7) Using the BuzzBar, Go Through Your Mentions and Make Notes
Now you can view every site that’s mentioned you in the BuzzBar. From the BuzzBar, you can take notes, tag sites, select custom fields, qualify sites, and more.
For example, I can tag everyone that mentions me in their respective categories, so later when I’m running outreach campaigns around new content, I can easily make a list of people who already know me.
Alternatively, I can create a new custom field for the action I’ll take on the kind of brand mention I see:
For example, our friend John Henry wrote a great article that includes BuzzStream. So I’ll mark it as “To Promote Heavily“, and later, I’ll sort by “To Promote Heavily”, find the article, and share it with some industry curators.
There’s lots of ways you can use these tools together, depending on how you intend to work with your brand mentions. Have fun, and make sure you share any new uses you find in the comments!
2 comments
Hi Matt,
Great post and I love the process you have described here.
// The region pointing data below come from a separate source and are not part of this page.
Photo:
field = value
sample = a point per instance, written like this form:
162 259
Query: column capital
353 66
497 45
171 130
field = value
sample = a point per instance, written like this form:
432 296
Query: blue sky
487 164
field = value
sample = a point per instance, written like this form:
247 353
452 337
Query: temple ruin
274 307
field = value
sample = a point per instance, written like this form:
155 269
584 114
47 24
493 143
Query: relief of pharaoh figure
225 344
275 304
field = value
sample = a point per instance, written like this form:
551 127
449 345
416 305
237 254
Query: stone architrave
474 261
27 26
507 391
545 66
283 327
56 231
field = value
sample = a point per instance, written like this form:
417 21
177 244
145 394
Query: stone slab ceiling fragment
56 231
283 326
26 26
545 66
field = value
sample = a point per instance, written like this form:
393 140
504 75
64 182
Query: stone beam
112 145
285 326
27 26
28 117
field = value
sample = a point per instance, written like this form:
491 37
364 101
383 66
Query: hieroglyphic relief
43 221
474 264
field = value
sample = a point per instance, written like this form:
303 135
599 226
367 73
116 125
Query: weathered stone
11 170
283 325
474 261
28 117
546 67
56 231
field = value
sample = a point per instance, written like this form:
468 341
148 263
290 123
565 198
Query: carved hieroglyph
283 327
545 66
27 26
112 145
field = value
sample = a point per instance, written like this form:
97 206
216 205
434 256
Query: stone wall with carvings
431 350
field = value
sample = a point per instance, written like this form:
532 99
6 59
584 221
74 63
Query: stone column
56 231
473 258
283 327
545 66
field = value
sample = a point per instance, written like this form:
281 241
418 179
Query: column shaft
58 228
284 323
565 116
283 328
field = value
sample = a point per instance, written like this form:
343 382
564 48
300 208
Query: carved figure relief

I’d like to add a few quick tips that can increase your value proposition and increase acquisition rates when reaching out to prospects. For any brand, product or solution mention where the site is not linking back to a client’s website, I always put the site’s visitor and the user experience as a main consideration e.g. “we ask you include a link back to our pages to provide visitors with the ability to learn more about our company, or products.” Another quick tip is to run a broken link checker through the prospects pages and start the conversation by providing them with some actionable information that provides value.
Thanks for sharing Brian – those are some quality tips.